Review: Himegoto – Juukyuusai no Seifuku, Vol. 1, by Ryou Minenami

Three and a half stars.

Only when I searched this series on Goodreads I realized that it’s an earlier effort by the author of the story that has impressed me the most recently: Boy’s Abyss. Someone also recommended ‘Himegoto’ because it reminded them of Shūzō Oshimi’s stuff, so I guess Ryou Minenami is on the fast track to becoming one of my favorite authors.

However, this series I’m reviewing is much sloppier and less impressive than ‘Boy’s Abyss’. We follow mostly four college students, all of whom have issues with what they were either born as or were pushed into being.

The main protagonist is a pretty tomboy who has been locked into acting like one of the guys by her shitty childhood friend (an infuriating idiot that I didn’t find interesting enough as a character despite his personal issues), and now is having trouble accepting herself as a woman and dealing with not only her need to dress more girly, but also with her growing urges to be dominated sexually by men. We get a few scenes of her alone in her bedroom feeling bad because she can’t reconcile her masturbatory fantasies with her inability to accept her female nature.

The second most important main character is a pretty guy who’s popular for that reason, but who in reality wishes he had been born a woman. In his spare time he dresses with women clothes as often as he can (usually imitating a gorgeous classmate of theirs, whom he admits he’d rather be). However, he’s attracted to women, and gets particularly turned on by handling girly women aggressively while wearing women clothes. This person and the previous main character spark a compelling friendship through such an encounter.

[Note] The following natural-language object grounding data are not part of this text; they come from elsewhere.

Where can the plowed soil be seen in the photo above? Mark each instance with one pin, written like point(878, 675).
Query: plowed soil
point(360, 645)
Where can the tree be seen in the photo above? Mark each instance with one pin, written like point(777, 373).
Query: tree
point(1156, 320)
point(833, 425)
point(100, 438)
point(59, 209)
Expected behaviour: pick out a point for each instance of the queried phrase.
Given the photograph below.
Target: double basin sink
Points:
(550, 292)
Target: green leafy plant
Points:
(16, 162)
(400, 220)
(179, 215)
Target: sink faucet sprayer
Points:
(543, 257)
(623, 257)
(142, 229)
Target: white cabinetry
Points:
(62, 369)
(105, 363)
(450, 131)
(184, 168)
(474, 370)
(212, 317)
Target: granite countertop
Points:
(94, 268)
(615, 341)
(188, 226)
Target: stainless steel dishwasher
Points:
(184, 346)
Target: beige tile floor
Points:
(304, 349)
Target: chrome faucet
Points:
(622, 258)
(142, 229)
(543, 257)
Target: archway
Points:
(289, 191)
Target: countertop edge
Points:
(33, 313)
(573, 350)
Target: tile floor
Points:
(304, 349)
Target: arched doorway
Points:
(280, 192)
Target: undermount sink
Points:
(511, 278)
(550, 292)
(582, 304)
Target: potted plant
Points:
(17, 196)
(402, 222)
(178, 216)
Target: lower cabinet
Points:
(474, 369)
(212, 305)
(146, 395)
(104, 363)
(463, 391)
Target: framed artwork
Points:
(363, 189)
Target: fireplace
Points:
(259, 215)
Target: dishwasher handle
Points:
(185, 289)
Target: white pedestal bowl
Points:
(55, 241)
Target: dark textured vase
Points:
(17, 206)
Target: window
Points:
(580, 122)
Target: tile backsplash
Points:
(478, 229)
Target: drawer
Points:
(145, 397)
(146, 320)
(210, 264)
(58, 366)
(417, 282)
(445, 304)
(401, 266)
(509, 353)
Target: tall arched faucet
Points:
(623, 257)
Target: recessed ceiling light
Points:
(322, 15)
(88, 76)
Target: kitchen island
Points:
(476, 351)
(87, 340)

The third main character is a baby-faced eighteen-year-old girl who’s revered for her beauty and fashion sense (this is the girl that the previous character is imitating). However, she’s terrified of growing old, and in fact moonlights as a prostitute mainly to cosplay as a fifteen-year-old girl during the act and be treated as such by middle aged men (some of which approach the act with cosplay of their own, well aware that this girl isn’t fifteen). Interestingly, the girl despises men and is sexually attracted to “boys”. She becomes infatuated with the main protagonist because that one has looked like an innocent, pretty boy throughout her life. She has no trouble imagining the protagonist’s naked breasts in her romantic fantasies, so she’s likely dealing with further repressed urges.

The fourth character is the previously mentioned childhood “friend” of the protagonist, a guy who has been in love with the protagonist precisely because she looked like a pretty boy. He has made every effort to restrain the girl’s urges to grow as a woman. The protagonist had hoped that her new life in college would be her first opportunity to express herself freely, but her dickheaded childhood “friend” has made a point of following her there, and is eager to inform everyone who approaches her that “she’s one of the boys”. The author could have attempted to make this idiot somewhat sympathetic, but the volume ends with this guy’s outrageous reaction to the protagonist presenting herself with girly clothes, which solidifies him as the nasty villain of the tale so far.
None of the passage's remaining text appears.